Now as I take my first tentative steps into the blogging world, I notice I am again self conscious, afraid of failure and letting my fear get in my way. Taking Meisner's view and turning it on its head, maybe in blogging overcoming self consciousness is about tuning into yourself, finding your inner truth and concentrating on that place and forgetting about other bloggers and the audience's reaction, or is it?

Protea petal fuzz September 2012















Thursday, September 20, 2012

10 things I have learned

10 things I believed in my twenties

1. I can manage my weight; I may get a little overweight but I'll never get really fat; that is impossible.

2. I doesn't matter if I drink too much, eat what I like and smoke cigarettes;  Alcohol, food and cigarettes calm me down and make me feel better.

3. I am unloveable; I am always attracted to men who don't feel the same way about me.

4. I will never have an "only child"; It is just not right, it isn't normal.

5. I am ambitious; I will have an amazing career and be well known for my professional ability.

6. I am not an exercise fanatic; Sometimes, I throw myself into exercise but I can just as easily choose to be a sloth.

7. I am different; I will never turn out like my mother or father. They are so different to how I imagine myself in the future.

8. I am creative; I am and always will be creative and have this as part of my life. I love performing, I take awesome photographs, I make my own clothes, I will be amazing.

9. I am a city girl; I grew up in a small country town. I never want to live in the country, it is so boring.
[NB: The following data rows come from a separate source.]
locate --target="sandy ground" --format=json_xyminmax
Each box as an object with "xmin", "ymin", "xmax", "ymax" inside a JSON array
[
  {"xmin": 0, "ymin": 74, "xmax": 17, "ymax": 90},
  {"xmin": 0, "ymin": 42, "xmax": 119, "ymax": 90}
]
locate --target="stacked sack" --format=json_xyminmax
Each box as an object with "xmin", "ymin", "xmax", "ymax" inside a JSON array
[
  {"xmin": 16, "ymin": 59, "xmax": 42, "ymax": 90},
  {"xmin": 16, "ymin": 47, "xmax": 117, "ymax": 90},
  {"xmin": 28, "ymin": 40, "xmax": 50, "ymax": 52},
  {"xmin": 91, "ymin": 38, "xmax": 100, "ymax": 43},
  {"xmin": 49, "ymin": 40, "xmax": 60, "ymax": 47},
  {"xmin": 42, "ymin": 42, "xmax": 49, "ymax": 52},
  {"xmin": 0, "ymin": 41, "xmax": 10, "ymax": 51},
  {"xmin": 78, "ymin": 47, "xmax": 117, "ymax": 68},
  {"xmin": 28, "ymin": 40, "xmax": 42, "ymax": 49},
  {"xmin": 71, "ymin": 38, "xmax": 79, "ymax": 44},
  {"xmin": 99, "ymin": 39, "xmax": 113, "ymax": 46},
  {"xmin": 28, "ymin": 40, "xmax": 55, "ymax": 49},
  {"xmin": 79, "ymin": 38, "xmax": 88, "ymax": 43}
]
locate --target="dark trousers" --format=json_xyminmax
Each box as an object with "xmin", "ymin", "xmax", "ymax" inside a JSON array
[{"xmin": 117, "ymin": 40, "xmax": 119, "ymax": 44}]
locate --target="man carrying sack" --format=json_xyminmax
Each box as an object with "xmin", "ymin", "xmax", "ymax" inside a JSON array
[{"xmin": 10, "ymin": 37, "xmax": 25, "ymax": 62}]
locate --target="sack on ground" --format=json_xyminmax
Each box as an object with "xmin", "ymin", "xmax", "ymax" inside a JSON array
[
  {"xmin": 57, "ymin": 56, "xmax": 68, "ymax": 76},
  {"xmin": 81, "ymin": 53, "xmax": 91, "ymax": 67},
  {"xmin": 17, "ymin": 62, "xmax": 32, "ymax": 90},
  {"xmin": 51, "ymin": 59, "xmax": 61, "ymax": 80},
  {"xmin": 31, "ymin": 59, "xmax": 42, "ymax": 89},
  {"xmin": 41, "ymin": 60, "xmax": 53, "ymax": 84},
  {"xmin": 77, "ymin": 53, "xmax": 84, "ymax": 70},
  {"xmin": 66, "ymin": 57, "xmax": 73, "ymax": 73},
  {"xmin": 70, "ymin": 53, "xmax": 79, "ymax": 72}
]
10. I will always feel scared and worthless; On the outside, I am confident but underneath this is who I really am.

Twenties and fifties
10 things I know in my fifties

1. I have a healthy attitude to food and exercise and can stay a healthy weight. But it wasn't always so. I was obese when I was at my heaviest. I have lost 36kg since my fattest stage. Now I know I need be mindful and pay attention to the connection between food and exercise and weight.

2. Self soothing with alcohol, food and cigarettes makes me feel worse in the long run. From an emotional over-eater and drinker, I have only recently realised that a walk or meditation is so much more long lasting (and healthier) though I still break out from time to time when I feel overwhelmed.

3. My husband is my best friend; he is generous and loving, (as well as annoying and frustrating) but we share similar interests and care passionately (mostly) about the same things. This is what counts in a relationship.

4. I had one child because I thought a career was more important to me. Many people wished we had more children. I had serious regrets about this in my forties and only recently forgave myself for my choice. I have a wonderful (twenty-two year old) son. I cherish him dearly.

5. My career path took several unexpected turns. I didn't end up heading a government department as I imagined but rather ran a successful business with my husband. We lived together, worked together and often disagreed together and (yes we did) survive together.

6. I love exercise. Now I can't imagine a day without doing some strenuous activity. I love the feeling when I have worked out. About 5 years ago, a walk around the block felt too strenuous.

7. I have my mother's and father's best and worst characteristics and I am working on making the most of the best and the least of the worst..I love them both but still pull myself up hard when I hear myself speak or see myself behave like one of them.

8. I am creative but I have to make time to ensure I don't let it slip into the background. I love making art and photography. It is too easy for me to undervalue my creativity and let it slip.

9. My heart is in the country and this is where I feel most alive. I love country music. I am at peace when surrounded by nature. I yearn for a life where I can have the best of the country and the city where I live.

10. I am worthy, loveable and significant. Five years ago, I did the Hoffman Process and completely re-engineered my feelings of self worth. I moved from being an angry and unhappy critic to a (mostly) loving and (mostly) forgiving woman. My dips into self regret and misery are spaced further and further apart.. Hooray!